Amy Liptrot (2017): Nachtlichter. München: Random House.
Für wex zum Lesen zu empfehlen?
Wenn du gerade mit dir haderst und zweifelst. Wenn du das Gefühl hast, dir selbst begegnen zu wollen aber nicht zu wissen wie. Wenn du dir liebevoll begegnen willst. Wenn du die Unterstützung brauchst zu sehen, dass auch schwerste persönliche Krisen durchgehbar sind.
Was noch? Wenn du darüber nachdenkst, ob du dich selbst als süchtig empfindest und was es heißen könnte für dein Leben. Wenn du dich für genaue Naturbeobachtungen interessierst. Wenn du an Verlangsamung deines Lebens interessiert bist. Wenn du überlegst eine Auszeit in der Einsamkeit irgendwo zu nehmen.

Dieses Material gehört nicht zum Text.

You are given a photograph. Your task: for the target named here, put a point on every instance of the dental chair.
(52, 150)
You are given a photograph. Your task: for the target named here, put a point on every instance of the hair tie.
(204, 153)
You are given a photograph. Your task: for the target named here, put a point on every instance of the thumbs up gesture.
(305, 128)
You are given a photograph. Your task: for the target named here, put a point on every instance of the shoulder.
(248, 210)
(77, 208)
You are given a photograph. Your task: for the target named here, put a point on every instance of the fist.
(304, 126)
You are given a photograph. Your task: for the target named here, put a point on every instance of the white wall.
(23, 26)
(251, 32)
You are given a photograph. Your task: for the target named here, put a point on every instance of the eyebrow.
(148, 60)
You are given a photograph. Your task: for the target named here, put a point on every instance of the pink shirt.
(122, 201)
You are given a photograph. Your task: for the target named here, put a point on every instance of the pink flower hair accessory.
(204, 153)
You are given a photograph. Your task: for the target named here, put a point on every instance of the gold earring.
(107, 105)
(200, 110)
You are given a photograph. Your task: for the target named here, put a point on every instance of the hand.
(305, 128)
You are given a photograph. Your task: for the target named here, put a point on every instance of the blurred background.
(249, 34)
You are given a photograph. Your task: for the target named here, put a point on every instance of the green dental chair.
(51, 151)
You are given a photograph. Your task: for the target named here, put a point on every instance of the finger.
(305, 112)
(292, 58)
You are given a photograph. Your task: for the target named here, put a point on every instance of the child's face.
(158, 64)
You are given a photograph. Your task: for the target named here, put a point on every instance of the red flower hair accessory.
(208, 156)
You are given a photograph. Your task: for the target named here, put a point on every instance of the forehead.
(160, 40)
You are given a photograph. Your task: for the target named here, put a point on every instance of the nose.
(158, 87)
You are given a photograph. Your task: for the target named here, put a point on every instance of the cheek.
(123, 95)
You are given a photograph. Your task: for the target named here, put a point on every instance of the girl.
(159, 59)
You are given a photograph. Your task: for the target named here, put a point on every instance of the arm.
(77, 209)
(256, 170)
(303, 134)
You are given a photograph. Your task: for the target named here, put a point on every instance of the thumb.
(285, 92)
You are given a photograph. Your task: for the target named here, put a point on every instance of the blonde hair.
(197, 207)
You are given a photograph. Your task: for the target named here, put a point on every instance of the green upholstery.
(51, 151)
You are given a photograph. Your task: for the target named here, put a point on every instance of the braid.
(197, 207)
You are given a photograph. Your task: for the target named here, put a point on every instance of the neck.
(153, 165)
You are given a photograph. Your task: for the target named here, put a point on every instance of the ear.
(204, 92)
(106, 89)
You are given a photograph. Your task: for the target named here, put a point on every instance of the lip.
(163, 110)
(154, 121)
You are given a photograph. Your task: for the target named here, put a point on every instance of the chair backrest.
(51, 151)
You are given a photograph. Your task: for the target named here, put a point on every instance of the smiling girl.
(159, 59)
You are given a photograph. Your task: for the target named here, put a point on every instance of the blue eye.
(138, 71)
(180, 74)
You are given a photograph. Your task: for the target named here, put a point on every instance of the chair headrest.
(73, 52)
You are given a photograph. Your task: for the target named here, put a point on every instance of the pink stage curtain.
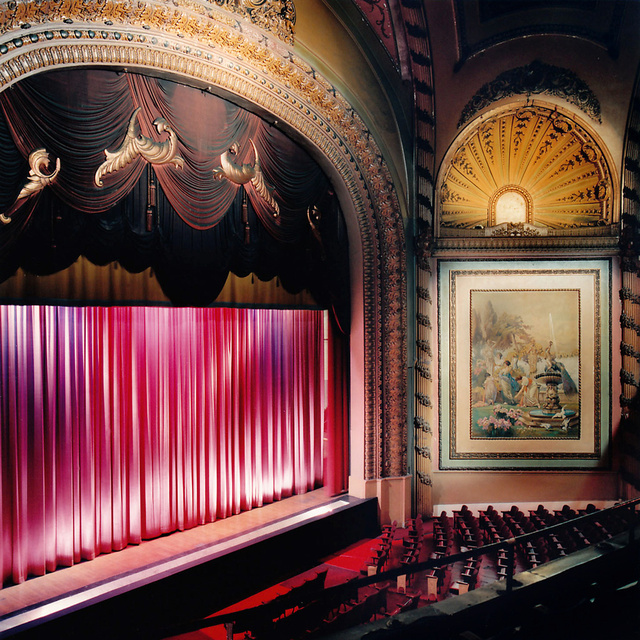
(121, 424)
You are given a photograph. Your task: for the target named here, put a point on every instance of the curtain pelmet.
(192, 228)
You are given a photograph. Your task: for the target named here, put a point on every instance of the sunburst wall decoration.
(529, 166)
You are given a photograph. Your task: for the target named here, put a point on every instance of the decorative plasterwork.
(552, 160)
(211, 48)
(277, 18)
(534, 79)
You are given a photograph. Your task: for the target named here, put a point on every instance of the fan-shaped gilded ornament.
(549, 168)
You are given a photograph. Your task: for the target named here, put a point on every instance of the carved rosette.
(207, 46)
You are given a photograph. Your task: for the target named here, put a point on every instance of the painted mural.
(525, 364)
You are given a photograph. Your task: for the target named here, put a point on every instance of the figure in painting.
(508, 384)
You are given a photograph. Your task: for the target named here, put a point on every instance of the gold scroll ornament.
(133, 146)
(37, 180)
(241, 174)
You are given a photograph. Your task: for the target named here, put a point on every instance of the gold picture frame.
(525, 361)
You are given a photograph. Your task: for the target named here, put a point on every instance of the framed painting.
(525, 361)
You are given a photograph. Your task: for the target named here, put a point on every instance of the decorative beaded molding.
(210, 48)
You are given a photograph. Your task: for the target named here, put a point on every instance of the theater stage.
(144, 590)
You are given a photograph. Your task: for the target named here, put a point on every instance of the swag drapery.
(191, 228)
(124, 423)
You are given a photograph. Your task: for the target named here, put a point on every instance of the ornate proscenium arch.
(209, 47)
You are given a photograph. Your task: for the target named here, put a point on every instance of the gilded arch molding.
(214, 49)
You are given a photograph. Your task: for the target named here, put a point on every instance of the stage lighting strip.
(127, 582)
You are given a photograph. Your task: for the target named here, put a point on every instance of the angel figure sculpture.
(133, 146)
(241, 174)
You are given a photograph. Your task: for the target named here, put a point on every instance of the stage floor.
(68, 589)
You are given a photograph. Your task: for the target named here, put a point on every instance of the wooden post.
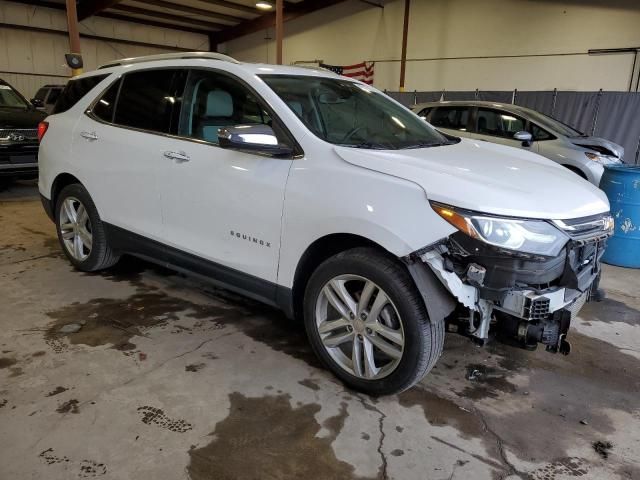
(405, 34)
(279, 30)
(74, 33)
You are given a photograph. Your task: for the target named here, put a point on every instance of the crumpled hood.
(489, 178)
(602, 145)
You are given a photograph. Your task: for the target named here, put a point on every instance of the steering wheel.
(351, 133)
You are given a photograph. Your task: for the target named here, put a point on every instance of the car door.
(222, 207)
(498, 126)
(453, 120)
(119, 147)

Mit dem Lesen des Buches habe ich verstanden, wie tiefgreifend Alkoholsucht das eigene Leben bestimmen kann – und wie schwierig es sein kann sich aus der Sucht wieder zu lösen und nicht von ihr bestimmt zu werden. Aufgebaut ist der Band als Weg der Protagonistin von London zurück auf die Inseln des eigenen Aufwachsens, die Orkney-Inseln im Norden Englands. Die rauhe Landschaft, das spröde Wetter und die spärlichen Einwohn*erinnenzahlen durchziehen die einzelnen Kapitel wie eine Grundmelodie des eigenen Suchens und Findens zurück in ein selbstbestimmtes Leben der Protagonistin. Diese ist nach dem Aufwachsen auf einer der größeren Orkney-Inseln nach London gegangen und dort förmlich eingetaucht in das Nachtleben von Studium und Arbeit als Journalistin, vor allem aber Clubs, Bars, hippen Freund*innenkreisen und Techno-Inseln im Großstadtmeer. Getragen wurde das wortwörtlich und übertragen rauschhafte Leben, das exzessive Feiern und Zusammensein mit ‚Freund*innen‘ durch unterschiedliche Süchte – Drogen, Tabletten, Tabak und vor allem Alkohol. Nach einem jähen Ende einer Nahbeziehung, was die Protagonistin sich lange nicht eingestehen kann oder will, und mehreren Versuchen mit und ohne Gruppen sich der Alkoholabhängigkeit zu entziehen, geht sie schließlich zurück an die Orte des Aufwachsens. Nach einer Phase in der Nähe der Eltern zieht sie schließlich noch einsamer über den Winter in eine leerstehende Vogelbeobachtungshütte auf einer fast menschenleeren Insel.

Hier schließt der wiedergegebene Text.